Why I Stayed Longer in Barcelona, Spain

January is almost over and my year started differently than expected. I took off for Spain at the end of December believing I will be back in 5 days. My list of things that needed to be done at home was countless. Instead, I stayed in Barcelona for almost a month.

It’s quite well known I am a planner. I plan anything and everything I can. As much as I love spontaneity, I can really relate to John Gielgud, who once said: “I am all in favour of spontaneity, providing it is carefully planned and ruthlessly controlled.” All jokes aside, I believe we must strive to have both. A flexible plan with space for spontaneous decisions. But while I aim for that, I too often put more focus on the first part.

Gaudi’s architecture in Park Guell, Bracelona

When my trip in Barcelona was about to end, I was offered an opportunity I didn’t see coming – to stay as a volunteer and work for the best hostel chain out there (shoutout to my H1 FAM!). All expenses covered in exchange for the greatest job. I had to decide in 10 minutes and being as rational as I am, I quickly declined. However, I changed my mind less than an hour later. “I am in,” I texted my future boss. That was it. I never took a flight back and had to rebook my tickets. A planner in me was in a bit of a shock but had no other choice than to enjoy each moment.

My work was a bit different every day but it always allowed me to make even more friends from all over the world. Sometimes I had to stay up all night. Very often I got interrupted by drunk strangers wanting to give me a hug. Other days it was as simple as being a chef and taking a group out. The third option was to guide a day tour. No matter what it was, fun was guaranteed.

With our group exploring Parc de la Ciutadella

This trip made me realise how lucky I am to be able to stay. To have nothing holding me back if I am not ready to leave a place. I am privileged as a citizen of an EU country to be allowed to work (almost) wherever in Europe and have access to the doctor with no extra cost (and I had to take advantage of that in Spain!). Decades ago, this lifestyle was not doable but right now, it is getting more common. I am grateful I have a choice.

Maybe it is reckless to keep living like that. Most of my friends have a stable career, a good apartment and a partner they are building the future with. I tried that and I can understand it suits some. Often I am jealous of this and I wish I could settle for longer. At some point, I might, but for now, I am ready to live out of my suitcase.

Besides Slovenia, I worked or volunteered in England, Ireland, USA and now Spain. Soon I will (hopefully) add Canada to that list. And to be honest, I see no end to this.

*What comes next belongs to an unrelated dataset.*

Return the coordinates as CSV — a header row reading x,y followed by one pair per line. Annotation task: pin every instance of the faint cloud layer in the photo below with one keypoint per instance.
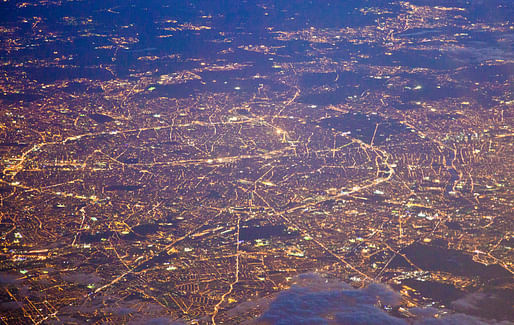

In Barcelona, I was once again reminded how much I love doing what I do. Interacting with like-minded travellers, while getting to know the surroundings better. Finding small local bars, where grumpy old men gather together in evenings, watching the sunset from secret spots with wine in one hand or trying new dishes full of flavour. If you stay somewhere longer, it’s easier to learn more about the culture. It isn’t always easy, but these experiences are so rewarding and brought some of the best people to my life.

Thank you, Barcelona. I miss you dearly.